Over the past few years, I have noticed a subtle yet tangible shift under the surface of my colleagues, family and friends due to the world’s circumstances. Some are facing extreme stress and anguish over the magnitude happenings in today’s world that have touched everyone in a pronounced way, whether it be you or someone you love. Now more than ever, we need to acknowledge that mental health and wellness cannot be put on the backburner – this is an area we need to prioritize, discuss, and engrain into our lives, our careers and our families.
I have personally made it a habit to “offer grace” to those around me. For example, I recently asked a normally punctual and thorough employee who missed a deadline how they were doing and if they needed extra support. By simply asking, “How are you?” and directing the question to this individual as a person rather than simply a colleague made all the difference. By offering grace, you could offer a lifeline to someone who needs it most. At the end of the day, I am just as much a human being in need as the next person. I have been supported by many in my times of need and paying it forward by being that support for others has become a necessity.

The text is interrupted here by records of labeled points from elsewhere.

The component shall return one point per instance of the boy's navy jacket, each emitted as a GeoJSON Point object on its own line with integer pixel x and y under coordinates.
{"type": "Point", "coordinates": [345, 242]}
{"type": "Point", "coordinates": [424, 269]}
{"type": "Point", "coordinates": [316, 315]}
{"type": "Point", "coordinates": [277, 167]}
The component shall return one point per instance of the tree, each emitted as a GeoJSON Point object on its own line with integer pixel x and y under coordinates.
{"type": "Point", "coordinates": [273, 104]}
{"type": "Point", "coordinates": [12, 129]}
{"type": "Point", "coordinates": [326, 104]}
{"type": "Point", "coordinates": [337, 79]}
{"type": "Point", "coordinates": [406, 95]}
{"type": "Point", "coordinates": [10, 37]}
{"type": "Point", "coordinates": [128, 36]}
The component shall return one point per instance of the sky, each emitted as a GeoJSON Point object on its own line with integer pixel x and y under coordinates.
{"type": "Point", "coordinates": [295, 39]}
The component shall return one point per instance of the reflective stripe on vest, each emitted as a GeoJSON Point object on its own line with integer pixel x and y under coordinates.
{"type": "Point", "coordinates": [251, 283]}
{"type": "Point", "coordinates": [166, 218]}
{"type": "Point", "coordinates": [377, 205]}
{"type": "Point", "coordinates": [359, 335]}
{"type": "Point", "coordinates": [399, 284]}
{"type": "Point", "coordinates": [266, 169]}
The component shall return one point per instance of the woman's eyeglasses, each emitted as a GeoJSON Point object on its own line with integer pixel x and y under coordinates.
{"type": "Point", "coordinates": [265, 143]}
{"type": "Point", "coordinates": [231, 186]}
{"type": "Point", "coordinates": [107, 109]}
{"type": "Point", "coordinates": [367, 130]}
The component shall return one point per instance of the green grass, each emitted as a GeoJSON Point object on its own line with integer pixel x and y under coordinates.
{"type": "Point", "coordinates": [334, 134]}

I recognize well-being is about more than employee benefits or perks; it’s about each individual’s experiences as a human being. In the course of our busy lives, prioritizing mental health and wellness has been a struggle for many of us, maybe more so in recent years. Since the onset of the COVID-19 pandemic, life has changed substantially for many. Many of us work from home. Some had to determine the best way to handle their children’s education while balancing their new work schedule. We could not leave our houses without the constant nagging fear of the possibility of getting sick. Arguably, almost all of us retreated into our homes, ourselves and our minds. And now, the recent tragedies such as the mass shootings in Buffalo, New York and Uvalde, Texas push the topic of mental health to the forefront of society’s mind and to the homes of many as you look to explain and provide comfort to your children and loved ones.
As May and Mental Health Awareness Month come to a close, I want to take the take to reflect and acknowledge that so many of us live with mental health struggles. According to the National Institute of Mental Health Disorders, approximately 1 in 4 adults in the United States suffer from a mental health disorder. Realizing perhaps 25% of our colleagues deal with mental or behavioral health struggles can put things into perspective; it can make us feel less alone if we too are struggling, and it can shed light on the large number who may face mental health challenges in silence.
Recognizing mental health only one month per year is not enough. It takes year-round acknowledgement, discussion and relentless dedication to break the stigma and force mental health and well-being to the top of our long lists of priorities. Navistar has many useful resources to help manage mental health, and one of our greatest resource is us.
For many, Navistar is not simply a company for which we work; it is a support network and family. We spend 40+ hours per week with our teams, hearing about Tim’s son’s baseball games or Kristy’s new house. We eat meals together, travel for work together, attend each other’s weddings and share countless photos of our loved ones. But no one knows everything that is happening in someone else’s life. It is time we take that extra step to recognize that we all go through hard times and react with the appropriate empathy.
At Navistar, we encourage all employees to talk freely about their struggles and successes, come forward when they need extra help, and support one another in times of need. Nobody deserves to face their problems alone if they do not have to or want to. We reflect that sentiment in the way we live and work through providing access to programs and offerings that meet the needs of our employees across all phases of life, especially in an ever-changing world.
As Navistar’s Chief People & Culture Officer, my team and I are determined to support every employee as a whole person through creating a culture focused on health and well-being – both at work and at home. Each of us play many roles that contribute to our whole selves. For me, I am a daughter, mother, aunt, manager, employee, coworker, committee member, friend… just to name a few.
In reflecting on Mental Health Awareness Month, I realized I can work a little harder to acknowledge how I feel and open up to others who support me. It is now one of my personal goals and commitments to ensure that I am doing this throughout the year – not only for my own mental health, but also to set an example for those around me. Besides, you never know when that one conversation can shift your, or someone else’s, well-being for the better.
It is my sincere hope that the spotlight we put on mental and behavioral health in May takes hold and continues to shine bright throughout the rest of this year and beyond.